Querying JDBC database in parallel with Google Dataflow (Apache Beam)

 

NOTE: The Java example code for this technical

blog can be found in this GitHub repo:

Consider the following situation: You want to use a single query to query a JDBC compatible database like Google Cloud SQL (MySQL) that contains millions of rows. You may want to do this when migrating legacy database data to BigQuery. At some point, the number of rows is so large, that a single query yields too many results for your virtual machines in Google Dataflow to handle. And the pipeline will hang and will not complete at all due to an out of memory problem.

The Challenge

The Java version of Apache Beam has the built-in function JdbcIO.read() I/O Transform that can read and write to a JDBC source. JdbcIO can read the source using a single query. However, if your query returns millions of rows, it will become slow and not complete due to memory issues in your machine. In the Apache Sparks JDBC connector, there is a query partition function that divides a query into partitions before executing it. But, running Spark means that you will need to provision virtual machines on Dataproc before you can run the pipeline. With Apache Beam you can run the pipeline directly using Google Dataflow and any provisioning of machines is done when you specify the pipeline parameters. It is a serverless, on-demand solution. Would it be possible to do something like this in Apache Beam? 

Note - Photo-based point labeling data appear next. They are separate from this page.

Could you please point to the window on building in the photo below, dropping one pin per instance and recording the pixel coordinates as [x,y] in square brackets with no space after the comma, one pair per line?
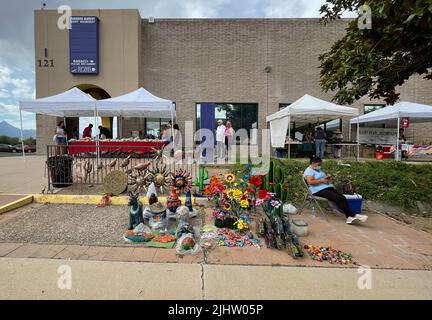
[283,105]
[372,107]
[153,126]
[241,115]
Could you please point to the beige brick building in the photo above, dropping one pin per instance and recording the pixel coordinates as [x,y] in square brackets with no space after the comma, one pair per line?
[193,61]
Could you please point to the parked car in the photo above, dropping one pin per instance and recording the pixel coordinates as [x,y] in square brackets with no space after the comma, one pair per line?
[7,148]
[27,148]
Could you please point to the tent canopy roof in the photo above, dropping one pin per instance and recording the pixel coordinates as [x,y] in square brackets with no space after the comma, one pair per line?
[308,107]
[415,111]
[138,103]
[71,103]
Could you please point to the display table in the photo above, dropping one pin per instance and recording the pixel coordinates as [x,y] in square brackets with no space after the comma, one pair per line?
[139,147]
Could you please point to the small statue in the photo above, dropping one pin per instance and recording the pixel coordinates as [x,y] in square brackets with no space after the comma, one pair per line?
[135,210]
[188,201]
[153,199]
[173,201]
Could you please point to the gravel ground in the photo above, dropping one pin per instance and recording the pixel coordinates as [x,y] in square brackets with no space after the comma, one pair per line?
[68,224]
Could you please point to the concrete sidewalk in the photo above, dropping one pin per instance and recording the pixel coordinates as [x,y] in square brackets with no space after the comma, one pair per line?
[38,279]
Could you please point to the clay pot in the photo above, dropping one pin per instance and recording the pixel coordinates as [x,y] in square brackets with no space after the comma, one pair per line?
[173,201]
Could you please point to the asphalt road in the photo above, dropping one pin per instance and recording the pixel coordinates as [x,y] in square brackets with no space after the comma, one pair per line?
[66,279]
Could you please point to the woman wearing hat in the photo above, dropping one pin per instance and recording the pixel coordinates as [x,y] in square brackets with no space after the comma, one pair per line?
[337,138]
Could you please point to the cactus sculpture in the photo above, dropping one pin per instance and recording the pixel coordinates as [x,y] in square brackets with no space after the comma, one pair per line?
[202,176]
[274,182]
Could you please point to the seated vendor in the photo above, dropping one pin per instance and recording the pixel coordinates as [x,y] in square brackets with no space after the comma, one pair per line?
[104,133]
[320,186]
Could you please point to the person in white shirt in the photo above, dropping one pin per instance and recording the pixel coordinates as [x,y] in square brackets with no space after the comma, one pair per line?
[220,139]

Building a partitioned JDBC query pipeline (Java Apache Beam).

Apache Beams JdbcIO.readAll() Transform can query a source in parallel, given a PCollection of query strings. In order to query a table in parallel, we need to construct queries that query ranges of a table. Consider for example a MySQL table with an auto-increment column ‘index_id’. See also the SQL DDL command for the example table:

 

CREATE TABLE `HelloWorld` (

  `ID` varchar(255) DEFAULT NULL,

  `Job Title` varchar(255) DEFAULT NULL,

  `Email Address` varchar(255) DEFAULT NULL,

  `FirstName LastName` varchar(255) DEFAULT NULL,

  `Address` varchar(255) DEFAULT NULL,

  `integer_column` varchar(255) DEFAULT NULL,

  `string_column` varchar(255) DEFAULT NULL,

  `index_id` int(11) NOT NULL AUTO_INCREMENT,

  PRIMARY KEY (`index_id`)

)

I have populated this table with 16 million rows of data inside a Google Cloud SQL instance. 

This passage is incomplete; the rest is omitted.